El informe “Poder Colectivo: La lucha por la protección de las personas defensoras del territorio y el ambiente“ indica que las disputas por la tierra fueron la causa principal de los asesinatos con 84 de los casos, seguida de la oposición contra proyectos extractivistas, como la minería, con 11; tala de árboles, con ocho e industria agroindustrial, con seis.
Casi tres cuartas partes de las personas asesinadas fueron indígenas –siete de ellos eran miembros de alguna guardia– y pequeños agricultores. De los 124 homicidios, 109 fueron hombres, 14 mujeres y uno de una persona no binaria.
Colombia encabeza la lista con 39 personas asesinadas, seguido de Brasil con 26, Honduras, con 12 –estos dos últimos países duplicaron las muertes frente a 2024– y Filipinas con 12.
México ocupa el quinto lugar con 10 personas asesinadas, nueve menos respecto al año previo. Empero, puntualiza que en el país otras formas de violencia se han hecho más agudas al detectar 107 casos de criminalización, así como desapariciones, estigmatización e intimidación, al retomar datos del Centro Mexicano de Derecho Ambiental.
Recordó el caso de Marco Antonio Suástegui, quien murió en 2025 en Acapulco, Guerrero, tras ser atacado a balazos mientras buscaba a su hermano, también defensor del ambiente, que desapareció en 2021.
Mayor intimidación en redes sociales
El documento destaca que entre 2012 y 2025, a escala global, el número total de asesinatos y desapariciones documentados asciende a 2 mil 375 personas.
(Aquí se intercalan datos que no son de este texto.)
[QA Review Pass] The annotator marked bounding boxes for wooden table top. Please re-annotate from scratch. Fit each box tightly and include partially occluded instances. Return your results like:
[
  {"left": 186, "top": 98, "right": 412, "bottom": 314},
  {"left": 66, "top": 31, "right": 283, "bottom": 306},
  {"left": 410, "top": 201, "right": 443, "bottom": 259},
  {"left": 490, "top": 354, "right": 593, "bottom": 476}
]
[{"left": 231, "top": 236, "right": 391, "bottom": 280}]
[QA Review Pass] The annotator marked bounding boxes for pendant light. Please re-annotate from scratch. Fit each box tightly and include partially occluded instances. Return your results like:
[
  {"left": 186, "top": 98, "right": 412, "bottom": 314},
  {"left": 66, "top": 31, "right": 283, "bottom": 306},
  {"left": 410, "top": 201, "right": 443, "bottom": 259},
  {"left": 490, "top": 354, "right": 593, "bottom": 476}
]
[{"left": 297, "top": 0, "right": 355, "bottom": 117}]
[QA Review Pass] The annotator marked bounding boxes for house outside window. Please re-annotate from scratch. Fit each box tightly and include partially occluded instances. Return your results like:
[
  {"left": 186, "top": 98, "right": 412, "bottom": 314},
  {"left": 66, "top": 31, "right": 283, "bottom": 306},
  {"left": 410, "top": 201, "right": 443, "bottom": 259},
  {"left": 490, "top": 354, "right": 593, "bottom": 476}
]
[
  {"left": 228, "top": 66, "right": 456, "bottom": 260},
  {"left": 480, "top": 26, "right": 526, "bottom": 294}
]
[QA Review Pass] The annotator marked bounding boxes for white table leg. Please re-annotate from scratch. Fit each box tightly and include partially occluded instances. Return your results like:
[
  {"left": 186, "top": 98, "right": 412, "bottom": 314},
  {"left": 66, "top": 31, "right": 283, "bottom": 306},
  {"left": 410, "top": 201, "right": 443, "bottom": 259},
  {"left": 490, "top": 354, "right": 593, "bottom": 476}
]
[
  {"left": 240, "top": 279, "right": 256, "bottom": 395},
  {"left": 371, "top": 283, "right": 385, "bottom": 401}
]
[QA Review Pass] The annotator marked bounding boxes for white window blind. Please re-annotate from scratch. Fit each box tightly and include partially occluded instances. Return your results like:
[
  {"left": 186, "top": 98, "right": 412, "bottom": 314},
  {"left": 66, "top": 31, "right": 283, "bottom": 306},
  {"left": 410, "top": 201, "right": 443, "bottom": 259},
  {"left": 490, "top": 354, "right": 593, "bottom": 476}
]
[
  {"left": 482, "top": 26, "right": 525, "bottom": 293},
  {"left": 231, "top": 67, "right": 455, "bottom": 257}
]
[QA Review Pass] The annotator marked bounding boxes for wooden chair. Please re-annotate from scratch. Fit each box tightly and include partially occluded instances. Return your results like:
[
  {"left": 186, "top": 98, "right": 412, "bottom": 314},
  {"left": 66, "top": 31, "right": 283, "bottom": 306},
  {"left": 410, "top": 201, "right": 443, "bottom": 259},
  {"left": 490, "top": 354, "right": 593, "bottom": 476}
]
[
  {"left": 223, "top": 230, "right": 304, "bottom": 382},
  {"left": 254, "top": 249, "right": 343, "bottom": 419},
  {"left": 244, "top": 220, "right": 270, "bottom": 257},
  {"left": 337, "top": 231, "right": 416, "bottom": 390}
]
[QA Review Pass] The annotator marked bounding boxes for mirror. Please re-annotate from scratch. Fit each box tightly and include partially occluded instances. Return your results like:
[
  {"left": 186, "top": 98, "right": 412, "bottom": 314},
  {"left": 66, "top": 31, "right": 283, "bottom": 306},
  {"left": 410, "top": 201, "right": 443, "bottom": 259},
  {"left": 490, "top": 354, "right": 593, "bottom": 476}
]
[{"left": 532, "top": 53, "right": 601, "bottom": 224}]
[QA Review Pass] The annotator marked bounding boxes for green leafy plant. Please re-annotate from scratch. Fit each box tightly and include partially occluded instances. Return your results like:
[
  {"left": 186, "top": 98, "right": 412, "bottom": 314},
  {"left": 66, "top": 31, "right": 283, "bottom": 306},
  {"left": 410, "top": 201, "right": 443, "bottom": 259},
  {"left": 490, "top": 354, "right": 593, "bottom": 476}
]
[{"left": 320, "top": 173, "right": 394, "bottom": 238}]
Subraya que si bien hay una tendencia a la baja, ya que en 2024 se documentaron 142 asesinatos y cuatro desapariciones, y en 2023, 196, puede deberse a “una subestimación considerable, ya que una gran cantidad de casos no se denuncian”.
Expone que los asesinatos son la forma más extrema de represalia que enfrentan las personas defensoras, pero bajo ellos se esconde un “iceberg oculto” de agresiones no letales, entre las que figuran la criminalización, las amenazas y las campañas de desprestigio.
“Cada vez más, las redes sociales se instrumentalizan para desacreditar y acosar a las personas defensoras, lo que socava la confianza pública y aísla a este colectivo de sus comunidades. Esta diversificación de las estrategias represivas, que comparten el mismo objetivo de intimidar y silenciar a las personas defensoras, podría también explicar, en parte, la disminución del número de asesinatos que se observa en nuestros datos”.